Eleitoralista por Natureza
Nas minhas ultimas crónicas neste espaço tenho expressado a minha profunda preocupação com a qualidade e com a sobrevivência da democracia representativa e com a capacidade do governo exercido pelo povo, através de quem livremente elege,resistir ao radicalismo, ao extremismo, ao populismo, à desinformação e à desesperança que alastram pelo mundo e também contaminam Portugal.
De entre os pilares mais fortes dos regimes democráticos, a pluralidade e a diversidade assumem um papel crucial. Através deles cria-se o contexto para poderem ser representadas as múltiplas perspetivas, opiniões e interesses que se constituem como partes do tecido económico, social e político de uma sociedade aberta e saudável.
A liberdade declina-se múltiplas liberdades, designadamente na liberdade de escolha política no quadro constitucional vigente. A qualidade da escolha, seja ela qual for, depende da literacia política de quem escolhe e da capacidade das alternativas apresentarem propostas claras e honestas, possíveis de implementar e que não constituam armadilhas emocionais para capturar votos sem compromisso.
Há muitos momentos em que os cidadãos podem exercer as suas escolhas de forma direta ou indireta. As eleições constituem o mecanismo mais estruturado para o exercício da livre escolha das políticas e dos seus mandatários. Uma boa democracia é eleitoralista por natureza, porque as diferentes forças concorrentes têm o objetivo de vencer as eleições. Se as propostas a sufrágio forem sérias fortalecem a democracia. Se forem falsas ou manipuladas não são eleitoralistas, são mentirosas e danosas para a saúde democrática.
Toda esta reflexão foi-me suscitada pelo facto do líder da oposição em Portugal, Luis Montenegro ter considerado eleitoralistas as medidas apresentadas pelo governo na sua proposta de Orçamento de Estado para 2024, por conterem uma substantiva redução de impostos em particular para os mais jovens e os mais vulneráveis.

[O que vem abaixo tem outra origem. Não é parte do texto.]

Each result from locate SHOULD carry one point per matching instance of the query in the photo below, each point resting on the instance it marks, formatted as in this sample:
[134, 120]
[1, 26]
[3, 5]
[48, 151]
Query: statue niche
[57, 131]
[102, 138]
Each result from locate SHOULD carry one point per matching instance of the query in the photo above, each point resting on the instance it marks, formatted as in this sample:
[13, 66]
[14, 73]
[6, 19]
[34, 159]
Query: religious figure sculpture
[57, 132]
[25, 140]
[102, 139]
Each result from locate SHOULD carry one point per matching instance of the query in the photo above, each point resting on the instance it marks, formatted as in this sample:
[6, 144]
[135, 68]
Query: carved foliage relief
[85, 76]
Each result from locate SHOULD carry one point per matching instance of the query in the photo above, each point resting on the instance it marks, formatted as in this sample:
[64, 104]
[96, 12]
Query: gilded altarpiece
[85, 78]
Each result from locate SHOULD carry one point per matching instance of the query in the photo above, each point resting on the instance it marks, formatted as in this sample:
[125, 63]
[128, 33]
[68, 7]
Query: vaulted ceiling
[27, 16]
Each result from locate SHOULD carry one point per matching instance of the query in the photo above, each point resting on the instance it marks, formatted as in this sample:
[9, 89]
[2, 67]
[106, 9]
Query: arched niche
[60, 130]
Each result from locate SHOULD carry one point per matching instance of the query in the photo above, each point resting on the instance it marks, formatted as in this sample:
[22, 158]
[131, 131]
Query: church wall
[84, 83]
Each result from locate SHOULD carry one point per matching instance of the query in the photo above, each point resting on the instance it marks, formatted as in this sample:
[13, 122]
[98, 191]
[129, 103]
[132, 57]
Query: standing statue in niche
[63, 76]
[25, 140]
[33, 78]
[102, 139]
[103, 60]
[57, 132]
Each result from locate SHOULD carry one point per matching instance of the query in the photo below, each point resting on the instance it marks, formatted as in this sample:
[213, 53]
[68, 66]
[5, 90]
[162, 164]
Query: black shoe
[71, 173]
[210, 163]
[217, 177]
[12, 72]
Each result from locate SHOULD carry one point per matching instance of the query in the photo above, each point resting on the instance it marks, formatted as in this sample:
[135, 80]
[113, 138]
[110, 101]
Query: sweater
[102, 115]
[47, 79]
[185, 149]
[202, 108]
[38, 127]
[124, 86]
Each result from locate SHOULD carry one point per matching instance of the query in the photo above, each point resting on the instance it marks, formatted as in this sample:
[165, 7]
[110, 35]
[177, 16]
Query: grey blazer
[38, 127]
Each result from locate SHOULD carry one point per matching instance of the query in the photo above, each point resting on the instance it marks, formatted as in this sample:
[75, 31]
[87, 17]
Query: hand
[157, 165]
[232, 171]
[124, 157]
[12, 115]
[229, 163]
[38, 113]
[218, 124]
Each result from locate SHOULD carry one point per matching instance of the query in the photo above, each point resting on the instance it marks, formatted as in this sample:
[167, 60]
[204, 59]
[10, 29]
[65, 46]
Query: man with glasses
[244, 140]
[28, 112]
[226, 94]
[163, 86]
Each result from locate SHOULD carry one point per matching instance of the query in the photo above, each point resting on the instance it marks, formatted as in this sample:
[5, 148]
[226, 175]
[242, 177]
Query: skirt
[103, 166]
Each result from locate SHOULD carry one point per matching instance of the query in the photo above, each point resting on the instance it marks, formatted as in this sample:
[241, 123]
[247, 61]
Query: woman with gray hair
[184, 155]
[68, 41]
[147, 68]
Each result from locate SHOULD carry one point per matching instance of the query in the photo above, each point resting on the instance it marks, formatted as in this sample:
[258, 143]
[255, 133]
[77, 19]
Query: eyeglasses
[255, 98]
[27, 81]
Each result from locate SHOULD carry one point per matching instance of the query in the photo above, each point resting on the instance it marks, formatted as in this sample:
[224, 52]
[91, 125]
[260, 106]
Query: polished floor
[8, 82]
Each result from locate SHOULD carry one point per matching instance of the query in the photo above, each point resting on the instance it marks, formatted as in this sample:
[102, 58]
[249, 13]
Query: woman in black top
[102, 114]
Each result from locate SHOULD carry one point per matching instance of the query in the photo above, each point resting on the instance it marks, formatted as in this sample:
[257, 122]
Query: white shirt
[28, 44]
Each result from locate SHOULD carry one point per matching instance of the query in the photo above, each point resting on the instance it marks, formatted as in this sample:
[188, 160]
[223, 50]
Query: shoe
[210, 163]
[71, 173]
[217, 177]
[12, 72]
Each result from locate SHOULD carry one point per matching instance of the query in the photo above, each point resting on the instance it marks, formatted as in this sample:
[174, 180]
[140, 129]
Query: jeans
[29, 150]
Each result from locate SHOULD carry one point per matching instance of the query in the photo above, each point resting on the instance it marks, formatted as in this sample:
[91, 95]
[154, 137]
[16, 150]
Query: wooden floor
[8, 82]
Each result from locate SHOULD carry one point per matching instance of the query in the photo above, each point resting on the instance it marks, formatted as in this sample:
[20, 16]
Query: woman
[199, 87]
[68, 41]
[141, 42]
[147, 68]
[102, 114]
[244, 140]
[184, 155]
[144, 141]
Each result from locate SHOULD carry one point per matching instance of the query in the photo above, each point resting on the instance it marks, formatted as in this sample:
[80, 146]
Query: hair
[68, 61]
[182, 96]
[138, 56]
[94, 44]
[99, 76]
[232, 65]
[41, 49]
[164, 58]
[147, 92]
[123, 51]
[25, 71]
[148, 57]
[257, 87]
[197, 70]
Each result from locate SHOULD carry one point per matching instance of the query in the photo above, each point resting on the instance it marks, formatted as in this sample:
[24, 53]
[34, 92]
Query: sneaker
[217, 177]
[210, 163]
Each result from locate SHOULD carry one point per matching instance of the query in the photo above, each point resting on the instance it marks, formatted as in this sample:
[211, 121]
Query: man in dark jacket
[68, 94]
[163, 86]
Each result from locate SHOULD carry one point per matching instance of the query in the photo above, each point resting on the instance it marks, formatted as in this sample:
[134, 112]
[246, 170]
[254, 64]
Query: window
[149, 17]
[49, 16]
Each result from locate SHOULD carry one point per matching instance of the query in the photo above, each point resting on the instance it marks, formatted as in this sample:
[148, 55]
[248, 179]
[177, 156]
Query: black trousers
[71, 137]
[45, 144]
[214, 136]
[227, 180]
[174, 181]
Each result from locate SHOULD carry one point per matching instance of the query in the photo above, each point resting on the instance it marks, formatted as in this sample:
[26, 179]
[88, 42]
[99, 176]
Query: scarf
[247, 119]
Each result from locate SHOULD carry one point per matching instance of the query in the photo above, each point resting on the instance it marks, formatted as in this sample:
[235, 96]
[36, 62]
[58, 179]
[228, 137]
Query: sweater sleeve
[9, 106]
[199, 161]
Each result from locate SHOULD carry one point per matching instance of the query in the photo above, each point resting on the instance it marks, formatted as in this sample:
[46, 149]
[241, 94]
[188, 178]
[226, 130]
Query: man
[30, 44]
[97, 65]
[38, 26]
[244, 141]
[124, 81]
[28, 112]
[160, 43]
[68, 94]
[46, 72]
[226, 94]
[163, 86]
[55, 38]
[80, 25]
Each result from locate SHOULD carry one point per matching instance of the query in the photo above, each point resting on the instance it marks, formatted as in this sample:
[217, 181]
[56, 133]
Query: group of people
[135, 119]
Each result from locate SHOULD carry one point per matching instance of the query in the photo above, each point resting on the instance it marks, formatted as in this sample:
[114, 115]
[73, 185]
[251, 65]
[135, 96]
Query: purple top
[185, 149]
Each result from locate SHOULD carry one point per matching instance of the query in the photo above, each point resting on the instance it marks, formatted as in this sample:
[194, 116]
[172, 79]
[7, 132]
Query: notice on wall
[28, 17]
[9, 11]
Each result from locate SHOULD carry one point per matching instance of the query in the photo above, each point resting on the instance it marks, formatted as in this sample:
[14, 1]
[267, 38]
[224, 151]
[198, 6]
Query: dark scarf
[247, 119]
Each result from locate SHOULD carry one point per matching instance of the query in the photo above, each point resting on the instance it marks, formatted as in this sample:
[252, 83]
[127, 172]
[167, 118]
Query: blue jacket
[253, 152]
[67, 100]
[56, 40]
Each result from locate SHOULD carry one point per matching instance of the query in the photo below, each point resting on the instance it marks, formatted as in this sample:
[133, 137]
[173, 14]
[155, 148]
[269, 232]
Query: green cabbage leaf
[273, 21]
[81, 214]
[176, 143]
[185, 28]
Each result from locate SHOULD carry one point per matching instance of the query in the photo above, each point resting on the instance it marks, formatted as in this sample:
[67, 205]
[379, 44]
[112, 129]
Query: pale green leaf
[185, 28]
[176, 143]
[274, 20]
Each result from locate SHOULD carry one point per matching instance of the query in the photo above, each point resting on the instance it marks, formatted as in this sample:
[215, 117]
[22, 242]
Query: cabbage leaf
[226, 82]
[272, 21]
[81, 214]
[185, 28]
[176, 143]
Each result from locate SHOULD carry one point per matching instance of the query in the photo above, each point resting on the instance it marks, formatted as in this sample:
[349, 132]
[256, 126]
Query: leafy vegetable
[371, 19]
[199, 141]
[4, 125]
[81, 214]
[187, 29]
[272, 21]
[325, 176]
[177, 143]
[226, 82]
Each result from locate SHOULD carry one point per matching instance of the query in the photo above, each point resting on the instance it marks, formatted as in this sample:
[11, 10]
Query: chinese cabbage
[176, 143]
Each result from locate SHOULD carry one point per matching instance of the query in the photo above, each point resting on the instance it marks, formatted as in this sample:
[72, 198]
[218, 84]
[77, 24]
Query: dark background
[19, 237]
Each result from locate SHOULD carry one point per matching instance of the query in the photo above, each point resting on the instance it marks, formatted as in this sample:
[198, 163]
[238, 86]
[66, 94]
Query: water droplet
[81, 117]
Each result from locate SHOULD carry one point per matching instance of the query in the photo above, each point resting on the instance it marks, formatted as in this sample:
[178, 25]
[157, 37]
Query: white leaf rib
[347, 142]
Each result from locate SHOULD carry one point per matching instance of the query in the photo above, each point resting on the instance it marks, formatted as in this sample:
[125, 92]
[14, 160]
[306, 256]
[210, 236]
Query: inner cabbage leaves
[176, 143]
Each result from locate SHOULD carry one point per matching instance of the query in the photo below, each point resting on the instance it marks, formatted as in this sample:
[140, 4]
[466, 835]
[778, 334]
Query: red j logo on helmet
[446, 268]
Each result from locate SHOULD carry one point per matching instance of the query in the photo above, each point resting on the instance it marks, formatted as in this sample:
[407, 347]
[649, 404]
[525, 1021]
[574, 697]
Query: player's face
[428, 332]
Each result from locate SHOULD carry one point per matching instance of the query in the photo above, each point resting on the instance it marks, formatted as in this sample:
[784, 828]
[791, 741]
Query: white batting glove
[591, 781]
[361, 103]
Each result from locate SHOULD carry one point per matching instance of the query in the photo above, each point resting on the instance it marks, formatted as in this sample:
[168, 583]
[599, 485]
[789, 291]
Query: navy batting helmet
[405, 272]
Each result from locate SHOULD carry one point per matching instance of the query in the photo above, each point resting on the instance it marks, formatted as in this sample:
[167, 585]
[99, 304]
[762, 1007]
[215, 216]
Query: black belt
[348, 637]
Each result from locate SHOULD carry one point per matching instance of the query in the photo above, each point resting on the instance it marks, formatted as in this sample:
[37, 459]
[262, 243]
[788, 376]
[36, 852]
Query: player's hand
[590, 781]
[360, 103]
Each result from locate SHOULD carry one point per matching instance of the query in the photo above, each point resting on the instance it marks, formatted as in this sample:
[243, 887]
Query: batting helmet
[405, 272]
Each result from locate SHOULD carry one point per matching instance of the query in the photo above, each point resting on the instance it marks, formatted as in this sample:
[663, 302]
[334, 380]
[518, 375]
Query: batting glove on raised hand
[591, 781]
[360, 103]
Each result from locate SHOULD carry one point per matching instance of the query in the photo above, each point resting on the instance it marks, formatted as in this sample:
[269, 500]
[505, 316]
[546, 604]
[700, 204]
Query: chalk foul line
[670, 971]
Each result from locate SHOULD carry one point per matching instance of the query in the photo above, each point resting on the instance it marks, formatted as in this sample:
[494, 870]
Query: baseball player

Ora Montenegro tinha vindo a propor uma redução da carga fiscal! Ao verificar o OE poderia ter considerado a redução nele incluída insuficiente ou mal direcionada. Ao escolher considerá-la eleitoralista, confessou implicitamente que preferia que os impostos não fossem aliviados, para assim ter mais hipóteses de conquistar votos de descontentamento. Apostou na alternância e não na alternativa e esqueceu-se das pessoas em concreto. Não foi estadista. Dificilmente terá uma segunda oportunidade para causar uma primeira boa impressão.